About SQL Formatter
Pasted SQL is the most reliably unreadable form of code. A query pulled from an application log lands as one wrapped line, a query copied from Slack comes with random capitalisation, and the query generated by an ORM is technically correct but visually unparseable. The desktop options (DBeaver, DataGrip, IntelliJ) all have formatters, but firing one up just to clean a 30-line query someone shared is overkill. Most online SQL formatters either limit output length on the free tier, lock dialect-specific behaviour behind a paid plan, or insist on a signup.

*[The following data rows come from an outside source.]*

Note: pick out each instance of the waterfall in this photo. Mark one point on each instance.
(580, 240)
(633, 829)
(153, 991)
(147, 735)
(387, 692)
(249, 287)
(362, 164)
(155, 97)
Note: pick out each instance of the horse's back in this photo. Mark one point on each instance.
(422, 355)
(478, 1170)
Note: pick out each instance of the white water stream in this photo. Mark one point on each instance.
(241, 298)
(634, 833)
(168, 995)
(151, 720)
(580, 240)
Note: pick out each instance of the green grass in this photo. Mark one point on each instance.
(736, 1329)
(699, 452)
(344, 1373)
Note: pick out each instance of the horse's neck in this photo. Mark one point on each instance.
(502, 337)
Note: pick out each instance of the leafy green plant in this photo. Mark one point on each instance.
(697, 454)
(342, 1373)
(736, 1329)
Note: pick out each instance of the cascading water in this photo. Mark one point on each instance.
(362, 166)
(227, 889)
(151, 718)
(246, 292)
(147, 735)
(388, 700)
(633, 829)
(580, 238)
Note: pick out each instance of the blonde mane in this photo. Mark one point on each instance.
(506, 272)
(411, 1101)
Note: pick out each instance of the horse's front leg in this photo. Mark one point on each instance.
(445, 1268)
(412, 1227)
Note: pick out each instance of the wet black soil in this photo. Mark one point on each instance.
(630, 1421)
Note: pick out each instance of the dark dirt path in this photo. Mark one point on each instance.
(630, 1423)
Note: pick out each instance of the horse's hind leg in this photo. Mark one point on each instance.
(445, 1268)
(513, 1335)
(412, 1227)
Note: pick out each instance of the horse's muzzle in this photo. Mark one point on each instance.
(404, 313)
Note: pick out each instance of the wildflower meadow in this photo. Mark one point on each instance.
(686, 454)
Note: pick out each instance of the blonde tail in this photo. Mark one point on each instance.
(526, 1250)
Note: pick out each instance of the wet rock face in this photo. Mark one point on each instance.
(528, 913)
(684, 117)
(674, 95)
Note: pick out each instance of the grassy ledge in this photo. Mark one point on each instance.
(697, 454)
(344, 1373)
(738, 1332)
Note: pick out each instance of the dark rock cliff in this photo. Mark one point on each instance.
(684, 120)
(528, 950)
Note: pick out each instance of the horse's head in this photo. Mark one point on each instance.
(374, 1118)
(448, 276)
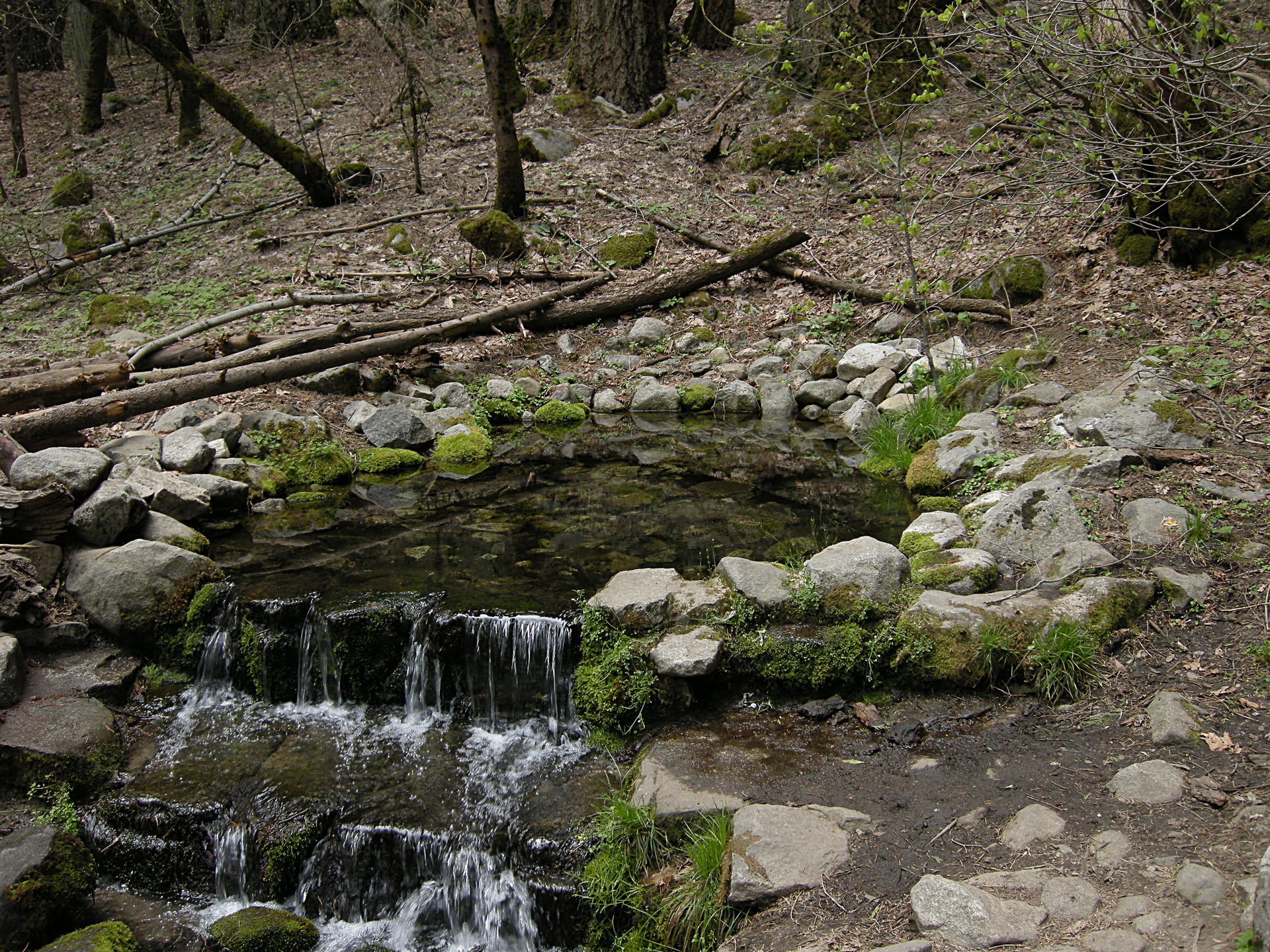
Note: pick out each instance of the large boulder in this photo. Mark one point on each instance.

This SQL formatter reformats SELECT, INSERT, UPDATE, DELETE, CREATE, ALTER and the rest with proper line breaks, indentation and clause alignment. Configure keyword case — UPPERCASE, lowercase, or Capitalized (each in turn matches a different style guide; pick the one your team uses). Configure indent width from 1 to 8 spaces. Optionally strip comments if you're about to embed the query in an application string. The minify action collapses everything to one line with semicolons preserved — useful for embedding in a JSON config, copying into a one-liner shell command, or stuffing into a database client where multi-line input is awkward. A statement-type analysis panel tells you what kind of statements your input contains — useful for sanity-checking before running anything destructive. Works with MySQL, PostgreSQL, SQL Server, SQLite, Oracle and most ANSI SQL flavours.
Use it to clean up an ORM-generated query for review, format a query before pasting into a pull-request description, minify a SQL string for embedding in code, normalise whitespace before diffing two queries, or just make a single-line monstrosity readable before debugging. Inputs up to 1 MB — enough for any sane query including ones with large IN lists.